First Test Match

AUSTRALIA v WEST INDIES 1979-80

At Brisbane, December 1, 2, 3, 4, 5. Drawn. West Indies held sway almost throughout the match but were denied victory by steady Australian batting in the second innings, a pitch which remained placid throughout, a crucial dropped catch, and their own lack of a specialist spinner.

The first Australian Test team since the demise of World Series Cricket included eight former Packer players and was again led by Chappell, reinstated as captain by the Board in place of Hughes, who was named as his deputy. Murray, in his 52nd Test, led West Indies for the first time as Lloyd was recouperating from a knee operation. He sent Australia in and, while Laird and Chappell were adding 130 for the third wicket, it appeared that he and his team would regret that decision. Chappell was in his best form, stroking the ball confidently for two and a half hours before hooking Roberts hard and straight to King at square leg. That dismissal, soon followed by Hughes's, put a brake on the Australian scoring, and West Indies had also removed the stubborn Laird when poor light halted play an hour early at 229 for five. In his first Test, Laird had batted with tenacity for five hours, his ten boundaries coming mainly from deflections. Just 8 short of a century, he pushed at a delivery from Garner which cut away from him and was given out caught behind the wicket after long deliberation by the umpire.

Australia's innings was at the crossroads when play resumed on the second day, but once Hookes had been caught at mid-wicket batting was a struggle. That their total of 268 was unsatisfactory was given due emphasis when West Indies ended the day well placed at 233 for three. Greenidge, badly dropped by Thomson from a top-edged hook off Lillee when 3, and Haynes provided them with a fine start which Richards built on in dominant fashion, well supported by Kallicharran in a century stand for the third wicket.

On the third day, Richards and Rowe provided West Indies with their second successive century partnership, and a substantial lead seemed certain when 300 was passed with only three wickets down. However, the second new ball initiated a collapse in which six wickets fell for 68. Among the victims was Richards, well caught by the tumbling Marsh for 140. Spread over five and a half hours, it was his tenth Test century and included every shot in the book among the twenty boundaries. When Garner was joined by last man Croft, the West Indian lead was 117; when the innings ended eighty-one minutes later, it was 173. Garner lifted three huge 6s off the left-arm spin of Bright, Border and Hookes in recording his then highest first-class score of 60. The last-wicket partnership of 56 was a West Indian record against Australia, Croft's contribution being 2.

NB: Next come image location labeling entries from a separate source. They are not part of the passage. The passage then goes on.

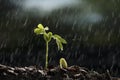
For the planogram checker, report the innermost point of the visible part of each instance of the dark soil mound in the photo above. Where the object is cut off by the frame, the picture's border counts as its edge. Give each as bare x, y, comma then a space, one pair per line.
35, 73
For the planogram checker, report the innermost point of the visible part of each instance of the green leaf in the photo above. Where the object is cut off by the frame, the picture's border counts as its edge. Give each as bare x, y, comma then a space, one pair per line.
48, 36
59, 44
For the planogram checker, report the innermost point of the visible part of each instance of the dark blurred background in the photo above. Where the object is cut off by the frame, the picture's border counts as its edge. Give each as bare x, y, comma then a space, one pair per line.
91, 28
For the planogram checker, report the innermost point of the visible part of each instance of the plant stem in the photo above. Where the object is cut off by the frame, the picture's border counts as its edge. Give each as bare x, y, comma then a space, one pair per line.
46, 64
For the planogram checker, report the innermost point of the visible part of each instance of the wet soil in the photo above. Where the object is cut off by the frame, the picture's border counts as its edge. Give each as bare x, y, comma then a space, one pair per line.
52, 73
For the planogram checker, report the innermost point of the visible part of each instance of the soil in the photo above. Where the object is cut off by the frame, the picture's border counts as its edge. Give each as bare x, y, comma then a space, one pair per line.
52, 73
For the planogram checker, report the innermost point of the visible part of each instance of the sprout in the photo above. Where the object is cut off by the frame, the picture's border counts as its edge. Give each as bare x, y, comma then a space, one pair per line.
40, 30
63, 63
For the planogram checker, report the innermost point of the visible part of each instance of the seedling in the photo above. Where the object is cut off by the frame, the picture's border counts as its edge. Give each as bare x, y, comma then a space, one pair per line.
63, 63
40, 30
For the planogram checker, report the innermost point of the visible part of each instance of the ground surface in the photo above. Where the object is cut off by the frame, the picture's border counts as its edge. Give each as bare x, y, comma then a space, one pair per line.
35, 73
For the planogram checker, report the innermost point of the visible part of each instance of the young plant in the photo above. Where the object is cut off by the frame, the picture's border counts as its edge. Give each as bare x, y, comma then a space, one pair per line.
40, 30
63, 63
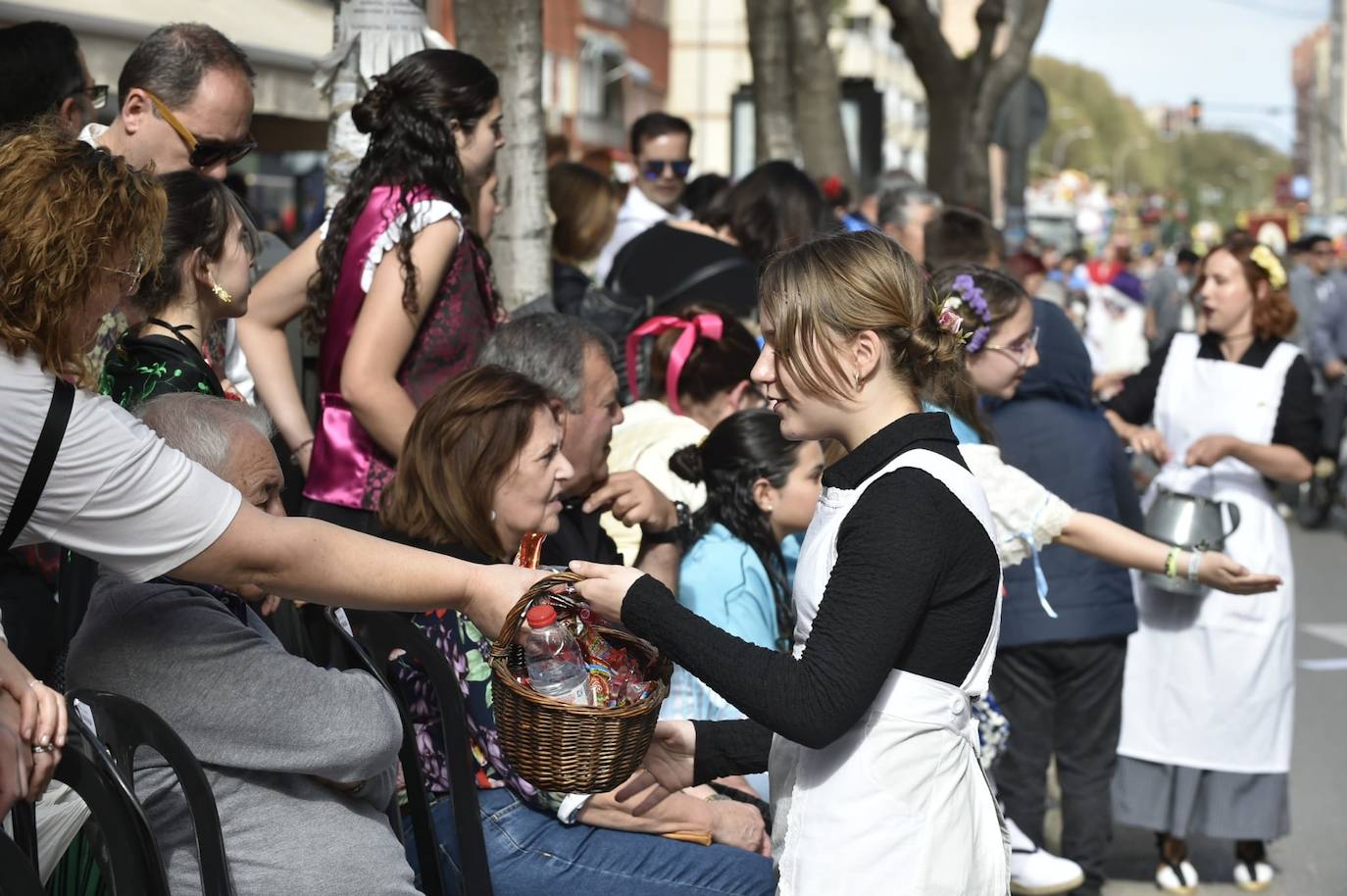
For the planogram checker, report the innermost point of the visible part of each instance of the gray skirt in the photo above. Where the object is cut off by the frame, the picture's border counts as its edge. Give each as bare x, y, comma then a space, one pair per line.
1180, 801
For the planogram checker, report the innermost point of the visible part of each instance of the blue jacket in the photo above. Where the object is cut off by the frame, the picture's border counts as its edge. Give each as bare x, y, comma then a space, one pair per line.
1054, 431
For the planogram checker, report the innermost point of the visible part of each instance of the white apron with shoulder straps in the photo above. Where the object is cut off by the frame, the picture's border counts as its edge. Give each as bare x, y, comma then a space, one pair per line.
1210, 678
900, 803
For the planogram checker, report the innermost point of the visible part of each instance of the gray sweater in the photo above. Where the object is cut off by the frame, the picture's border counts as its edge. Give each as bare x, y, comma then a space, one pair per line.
267, 726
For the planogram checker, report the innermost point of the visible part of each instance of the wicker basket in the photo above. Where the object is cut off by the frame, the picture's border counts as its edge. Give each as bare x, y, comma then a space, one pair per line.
562, 747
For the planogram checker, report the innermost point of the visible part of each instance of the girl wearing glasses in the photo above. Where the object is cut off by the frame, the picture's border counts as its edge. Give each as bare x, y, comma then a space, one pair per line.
873, 767
395, 284
994, 317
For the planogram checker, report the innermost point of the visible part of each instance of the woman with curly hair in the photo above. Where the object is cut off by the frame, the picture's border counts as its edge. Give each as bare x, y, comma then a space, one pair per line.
1210, 679
395, 286
78, 227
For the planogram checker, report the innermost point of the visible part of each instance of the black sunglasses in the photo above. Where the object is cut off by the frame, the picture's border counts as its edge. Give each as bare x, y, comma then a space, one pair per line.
97, 94
655, 170
202, 154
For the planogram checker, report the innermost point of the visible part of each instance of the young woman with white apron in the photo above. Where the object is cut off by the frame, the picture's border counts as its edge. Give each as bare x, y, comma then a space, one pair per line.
1209, 687
867, 725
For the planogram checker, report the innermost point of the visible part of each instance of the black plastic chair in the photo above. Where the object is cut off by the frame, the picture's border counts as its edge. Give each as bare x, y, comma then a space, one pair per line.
133, 864
125, 726
17, 871
378, 635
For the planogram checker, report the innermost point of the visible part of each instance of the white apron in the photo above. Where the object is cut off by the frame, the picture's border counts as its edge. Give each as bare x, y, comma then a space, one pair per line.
900, 803
1210, 678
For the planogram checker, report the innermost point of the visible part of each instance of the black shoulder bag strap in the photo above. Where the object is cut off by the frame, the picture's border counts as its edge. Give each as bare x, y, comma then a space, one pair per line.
39, 468
697, 277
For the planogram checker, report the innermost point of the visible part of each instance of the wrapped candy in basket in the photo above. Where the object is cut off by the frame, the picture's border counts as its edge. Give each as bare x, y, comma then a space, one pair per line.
568, 747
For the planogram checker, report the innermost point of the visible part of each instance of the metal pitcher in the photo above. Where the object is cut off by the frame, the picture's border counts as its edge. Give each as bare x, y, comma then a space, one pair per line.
1189, 522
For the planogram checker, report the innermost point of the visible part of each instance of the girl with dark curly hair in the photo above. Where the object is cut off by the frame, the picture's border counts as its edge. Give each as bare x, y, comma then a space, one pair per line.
395, 286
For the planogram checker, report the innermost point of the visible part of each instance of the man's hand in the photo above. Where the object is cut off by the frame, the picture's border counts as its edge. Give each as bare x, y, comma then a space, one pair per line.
42, 711
1146, 441
633, 501
15, 756
605, 587
669, 763
737, 823
493, 590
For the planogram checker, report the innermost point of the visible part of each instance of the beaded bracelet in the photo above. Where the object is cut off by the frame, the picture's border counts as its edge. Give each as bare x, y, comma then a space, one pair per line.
1172, 562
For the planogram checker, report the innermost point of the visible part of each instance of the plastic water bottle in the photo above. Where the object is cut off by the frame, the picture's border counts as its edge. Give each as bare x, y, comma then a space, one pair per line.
557, 666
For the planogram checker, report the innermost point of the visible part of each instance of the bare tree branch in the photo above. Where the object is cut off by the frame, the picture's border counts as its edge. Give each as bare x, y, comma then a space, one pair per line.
989, 17
1012, 64
918, 31
773, 93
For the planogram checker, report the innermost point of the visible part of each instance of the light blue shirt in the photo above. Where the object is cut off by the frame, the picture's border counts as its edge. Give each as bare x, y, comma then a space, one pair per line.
962, 431
723, 581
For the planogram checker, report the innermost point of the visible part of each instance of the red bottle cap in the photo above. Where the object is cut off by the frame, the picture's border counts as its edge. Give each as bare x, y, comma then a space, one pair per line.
540, 616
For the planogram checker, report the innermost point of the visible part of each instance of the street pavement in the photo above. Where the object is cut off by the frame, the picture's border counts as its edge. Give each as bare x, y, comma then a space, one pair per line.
1314, 859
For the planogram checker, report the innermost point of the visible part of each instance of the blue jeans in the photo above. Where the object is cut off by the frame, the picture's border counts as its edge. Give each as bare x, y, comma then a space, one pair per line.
532, 853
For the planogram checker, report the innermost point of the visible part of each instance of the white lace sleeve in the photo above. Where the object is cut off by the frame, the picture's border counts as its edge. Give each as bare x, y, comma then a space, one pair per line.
424, 213
1028, 515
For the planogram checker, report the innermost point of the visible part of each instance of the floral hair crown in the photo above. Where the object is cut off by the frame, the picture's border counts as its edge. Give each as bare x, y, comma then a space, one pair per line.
1267, 259
950, 316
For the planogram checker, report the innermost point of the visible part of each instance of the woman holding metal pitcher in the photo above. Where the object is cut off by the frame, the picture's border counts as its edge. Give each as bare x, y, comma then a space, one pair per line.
1210, 679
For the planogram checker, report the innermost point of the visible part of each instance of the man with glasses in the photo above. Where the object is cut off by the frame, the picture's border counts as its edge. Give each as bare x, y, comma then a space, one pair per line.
660, 150
43, 72
186, 103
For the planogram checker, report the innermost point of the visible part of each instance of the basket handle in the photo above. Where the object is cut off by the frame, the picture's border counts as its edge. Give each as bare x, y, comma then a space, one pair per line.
540, 590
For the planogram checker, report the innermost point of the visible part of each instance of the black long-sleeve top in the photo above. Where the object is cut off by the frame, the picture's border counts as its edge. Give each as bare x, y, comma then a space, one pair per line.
1297, 416
914, 587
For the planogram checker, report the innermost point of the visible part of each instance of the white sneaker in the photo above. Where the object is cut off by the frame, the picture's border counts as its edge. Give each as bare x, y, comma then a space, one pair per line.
1034, 871
1253, 877
1180, 878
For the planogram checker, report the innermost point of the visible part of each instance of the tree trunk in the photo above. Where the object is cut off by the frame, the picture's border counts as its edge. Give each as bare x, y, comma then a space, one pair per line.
508, 36
964, 94
368, 38
818, 94
773, 105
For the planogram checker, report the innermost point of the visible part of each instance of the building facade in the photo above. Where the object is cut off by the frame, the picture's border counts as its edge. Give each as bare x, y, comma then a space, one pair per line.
605, 64
712, 75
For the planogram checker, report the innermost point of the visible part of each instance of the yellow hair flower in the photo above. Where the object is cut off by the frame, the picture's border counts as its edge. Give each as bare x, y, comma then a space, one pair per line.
1267, 259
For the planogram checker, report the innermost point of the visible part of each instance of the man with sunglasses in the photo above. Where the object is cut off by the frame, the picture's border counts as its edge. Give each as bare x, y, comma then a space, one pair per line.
43, 72
186, 103
660, 150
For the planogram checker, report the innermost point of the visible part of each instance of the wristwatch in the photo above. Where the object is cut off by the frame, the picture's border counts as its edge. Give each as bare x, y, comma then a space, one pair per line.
680, 533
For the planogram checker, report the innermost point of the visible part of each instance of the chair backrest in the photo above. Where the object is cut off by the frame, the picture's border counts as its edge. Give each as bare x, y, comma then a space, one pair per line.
18, 876
125, 725
133, 863
381, 633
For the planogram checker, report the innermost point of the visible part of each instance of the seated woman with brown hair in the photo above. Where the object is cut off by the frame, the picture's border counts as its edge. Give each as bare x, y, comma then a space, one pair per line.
479, 469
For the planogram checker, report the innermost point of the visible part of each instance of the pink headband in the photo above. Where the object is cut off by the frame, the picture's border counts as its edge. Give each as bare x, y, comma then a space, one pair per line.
703, 324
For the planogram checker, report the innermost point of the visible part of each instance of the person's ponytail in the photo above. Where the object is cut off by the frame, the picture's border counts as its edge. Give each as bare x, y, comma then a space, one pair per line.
687, 464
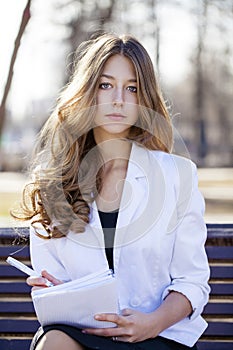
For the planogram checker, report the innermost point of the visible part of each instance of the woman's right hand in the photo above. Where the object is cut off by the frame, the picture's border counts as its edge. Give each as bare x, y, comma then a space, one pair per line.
40, 282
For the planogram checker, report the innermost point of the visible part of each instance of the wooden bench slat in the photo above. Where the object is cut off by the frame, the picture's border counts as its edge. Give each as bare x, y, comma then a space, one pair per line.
218, 309
17, 344
217, 345
219, 329
15, 326
14, 287
221, 272
220, 253
22, 307
10, 271
221, 289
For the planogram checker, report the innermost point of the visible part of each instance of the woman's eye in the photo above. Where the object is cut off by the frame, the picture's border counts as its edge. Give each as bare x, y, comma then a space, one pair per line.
104, 86
132, 89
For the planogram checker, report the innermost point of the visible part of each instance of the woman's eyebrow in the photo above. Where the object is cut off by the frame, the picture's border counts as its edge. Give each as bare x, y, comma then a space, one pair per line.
133, 80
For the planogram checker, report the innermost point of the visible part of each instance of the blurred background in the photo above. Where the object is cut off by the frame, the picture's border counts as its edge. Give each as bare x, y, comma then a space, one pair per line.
190, 43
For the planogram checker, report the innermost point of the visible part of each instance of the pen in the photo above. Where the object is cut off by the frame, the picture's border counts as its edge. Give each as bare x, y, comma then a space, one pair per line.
24, 268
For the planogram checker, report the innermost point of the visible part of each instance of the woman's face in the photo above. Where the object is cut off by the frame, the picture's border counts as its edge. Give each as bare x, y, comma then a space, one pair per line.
117, 108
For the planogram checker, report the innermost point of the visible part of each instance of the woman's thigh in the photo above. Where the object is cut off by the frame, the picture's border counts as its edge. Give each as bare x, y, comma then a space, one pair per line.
57, 340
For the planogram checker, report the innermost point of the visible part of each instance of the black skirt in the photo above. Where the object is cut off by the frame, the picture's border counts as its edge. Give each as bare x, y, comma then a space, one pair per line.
103, 343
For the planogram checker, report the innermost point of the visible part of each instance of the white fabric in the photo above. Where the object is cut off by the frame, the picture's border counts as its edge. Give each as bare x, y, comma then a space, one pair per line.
159, 241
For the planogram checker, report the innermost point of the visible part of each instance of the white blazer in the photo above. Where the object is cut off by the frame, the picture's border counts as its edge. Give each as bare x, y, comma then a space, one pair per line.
159, 241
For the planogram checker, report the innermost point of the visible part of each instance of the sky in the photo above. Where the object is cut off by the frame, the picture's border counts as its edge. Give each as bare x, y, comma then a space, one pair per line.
41, 53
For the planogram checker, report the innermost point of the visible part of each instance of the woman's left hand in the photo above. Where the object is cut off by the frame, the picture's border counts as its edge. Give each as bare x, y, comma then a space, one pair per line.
131, 326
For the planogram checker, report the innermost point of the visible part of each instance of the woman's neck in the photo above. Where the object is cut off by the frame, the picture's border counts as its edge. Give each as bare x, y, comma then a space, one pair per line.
113, 150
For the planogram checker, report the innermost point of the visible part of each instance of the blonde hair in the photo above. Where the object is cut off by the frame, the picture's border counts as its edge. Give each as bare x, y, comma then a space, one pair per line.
61, 191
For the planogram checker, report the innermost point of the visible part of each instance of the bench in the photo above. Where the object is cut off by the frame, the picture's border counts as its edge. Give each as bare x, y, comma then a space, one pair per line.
18, 322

With more than two days remaining, Australia faced a considerable task to saved the match. Although their openers survived the third day, McCosker and Border were again early victims and Australia looked a second time to Laird and Chappell to lead the recovery. Laird took several body blows in the early overs and Chappell needed some time to find his touch of the first innings. In one particularly tense period, Garner and Holding delivered five consecutive maidens during which Chappell, then 21, was dropped by Kallicharran at first slip off Holding; a decisive miss. By the time Laird was caught at point the West Indian lead had been erased after a partnership of 124.

At the end of the fourth day Chappell was 97 and Australia, at 240 for three, were well on the way to saving the match. The Australian captain reached his fifteenth Test century early on the final day and, despite his loss, Australia were 320 for four at lunch; 147 ahead with the match as good as saved. Chappell's innings lasted six and a quarter hours, and Hughes capitalised on it with a far more carefree century. When Chappell surprisingly declared late in the day, thus giving West Indies a meaningless threequarters of an hour's batting, Hughes was still unbeaten. Never afraid to play his shots, he used the hook to best effect and it accounted for ten of his seventeen boundaries. Chappell was named as Man of the Match.